Library preparation for ONT cDNA long-read sequencing
Total RNA was extracted with the RNeasy mini kit (Qiagen, 74104). Two hundred nanograms of total RNA was input into the PCR-cDNA Barcoding kit (Oxford Nanopore Technologies, SQK-PCB111.24). A custom primer was added to the RT and the template switching oligo with a UMI was incorporated. The RT reaction was split into 2–4 sec strand PCR reactions, depending on the number of libraries being multiplexed per sequencing run. Fourteen cycles of PCR with 8-min extensions was performed. The PCR reactions were pooled together and purified by a bead cleanup as outlined by the manufacturer. Unique barcoded adaptors were ligated per samples, and a bead purification of each library was performed. The barcoded libraries were pooled in equal molar rations, and ∼40 fmol were loaded per PromethION flow cell (R9.4.1, Oxford Nanopore Technologies, FLO-PRO002). Sequence data were generated on the PromethION P-24 instrument. Data were collected for ∼72–80 h generating >100 m reads per run.

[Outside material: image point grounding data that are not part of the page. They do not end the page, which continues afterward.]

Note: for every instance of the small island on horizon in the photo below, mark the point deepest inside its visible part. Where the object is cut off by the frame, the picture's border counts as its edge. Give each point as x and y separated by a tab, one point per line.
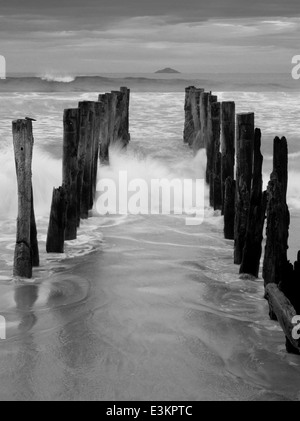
167	70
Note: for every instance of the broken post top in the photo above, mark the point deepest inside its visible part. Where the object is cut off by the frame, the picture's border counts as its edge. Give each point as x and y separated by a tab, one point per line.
280	161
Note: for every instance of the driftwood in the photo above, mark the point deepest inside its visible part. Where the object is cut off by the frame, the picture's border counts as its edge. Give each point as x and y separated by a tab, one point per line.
244	143
282	308
26	250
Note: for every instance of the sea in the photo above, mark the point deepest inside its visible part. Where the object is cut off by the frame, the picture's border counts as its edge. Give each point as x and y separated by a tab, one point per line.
141	307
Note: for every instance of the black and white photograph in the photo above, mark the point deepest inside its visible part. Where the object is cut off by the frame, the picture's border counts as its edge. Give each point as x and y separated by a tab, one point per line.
149	203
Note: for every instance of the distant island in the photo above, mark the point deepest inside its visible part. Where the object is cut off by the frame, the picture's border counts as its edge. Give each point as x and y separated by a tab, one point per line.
167	70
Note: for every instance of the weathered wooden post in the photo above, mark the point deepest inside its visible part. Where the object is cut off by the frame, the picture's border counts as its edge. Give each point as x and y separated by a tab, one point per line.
70	169
258	203
229	208
125	115
57	222
96	144
35	257
227	142
87	108
26	247
84	121
188	131
213	157
278	217
244	144
192	117
105	105
204	98
210	145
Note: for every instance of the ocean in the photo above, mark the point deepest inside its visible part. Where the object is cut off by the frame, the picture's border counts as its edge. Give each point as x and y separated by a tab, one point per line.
140	307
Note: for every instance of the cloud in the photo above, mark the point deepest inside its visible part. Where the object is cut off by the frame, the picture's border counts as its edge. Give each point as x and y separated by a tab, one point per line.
215	35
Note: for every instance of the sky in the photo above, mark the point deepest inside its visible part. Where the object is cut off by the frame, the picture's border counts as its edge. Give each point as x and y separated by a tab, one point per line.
131	36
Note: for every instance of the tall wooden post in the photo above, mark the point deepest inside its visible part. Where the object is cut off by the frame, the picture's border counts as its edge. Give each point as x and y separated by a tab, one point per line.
84	122
213	157
254	235
229	208
278	218
227	143
25	254
204	98
96	144
70	169
191	133
105	104
35	257
125	115
87	108
57	222
244	144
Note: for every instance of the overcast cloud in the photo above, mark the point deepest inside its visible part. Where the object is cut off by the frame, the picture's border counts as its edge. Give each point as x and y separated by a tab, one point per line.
137	36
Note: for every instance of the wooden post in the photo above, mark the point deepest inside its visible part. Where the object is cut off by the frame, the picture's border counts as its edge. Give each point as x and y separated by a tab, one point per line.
213	157
33	236
195	105
204	98
57	222
278	218
227	143
217	187
245	141
70	169
229	208
210	145
191	133
87	108
23	147
84	122
258	203
105	104
96	144
125	115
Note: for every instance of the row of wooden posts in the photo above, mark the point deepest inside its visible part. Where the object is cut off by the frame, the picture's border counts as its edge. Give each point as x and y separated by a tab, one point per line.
234	176
88	133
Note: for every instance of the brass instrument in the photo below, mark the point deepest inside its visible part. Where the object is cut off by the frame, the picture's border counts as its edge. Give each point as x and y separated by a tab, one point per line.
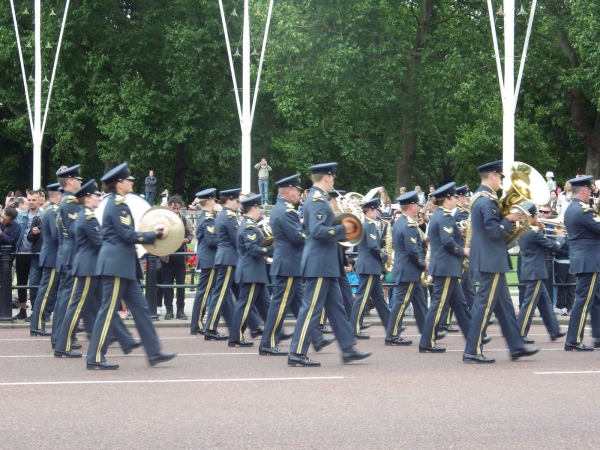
161	216
526	184
350	211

Data processing for ONT cDNA long-read sequencing
All ONT cDNA-seq data were first basecalled using the Guppy basecaller, version 6.4.6+ae70e8f, in conjunction with the dna_r9.4.1_450bps_sup_prom.cfg basecalling model. A demultiplexing schema based upon the LAST aligner (Eccles 2022), version 1454, is used to further filter out ONT reads that are chimeric, lacking a barcode sequence, or that contain the incorrect barcode sequence. Pychopper developed by Oxford Nanopore Technologies, version 2.5.0, was then used to trim barcodes and adaptors and to orient the reads. An additional step of poly(A) tail trimming was done using cutadapt (Martin 2011). Alignment was done using minimap2 (Li 2018), version 2.26, assisted with known junction BED in hg38. Secondary and supplemental reads, as well as those with a quality score below 40, were filtered out before inputting into StringTie2 (Kovaka et al. 2019), version 2.2.1, long-read mode, for de novo assembly. StringTie2, version 2.2.1, quantification mode was used to estimate known transcript-level and gene-level expression using GENCODE v36 hg38 primary assembly as reference.
Library preparation and data processing for cDNA short-read sequencing
Total RNA was extracted with the RNeasy mini kit (Qiagen, 74104). The cDNA libraries were prepared using a TruSeq Stranded Total RNA Library Prep kit with Ribo-Zero Gold (Illumina) according to the manufacturer's instructions. Paired-end (2 × 150 bp) sequencing was performed on NovaSeq 6000 (Illumina). Reads were aligned with STAR v2.6.1b (Dobin et al. 2013). De novo assembly was then conducted in StringTie2 (Kovaka et al. 2019), version 2.2.1 unguided mode, and quantification was done in StringTie2 using quantification mode with GENCODE v36 hg38 primary assembly as reference. Differential analysis was carried out using DESeq2 v1.26.0 (Love et al. 2014).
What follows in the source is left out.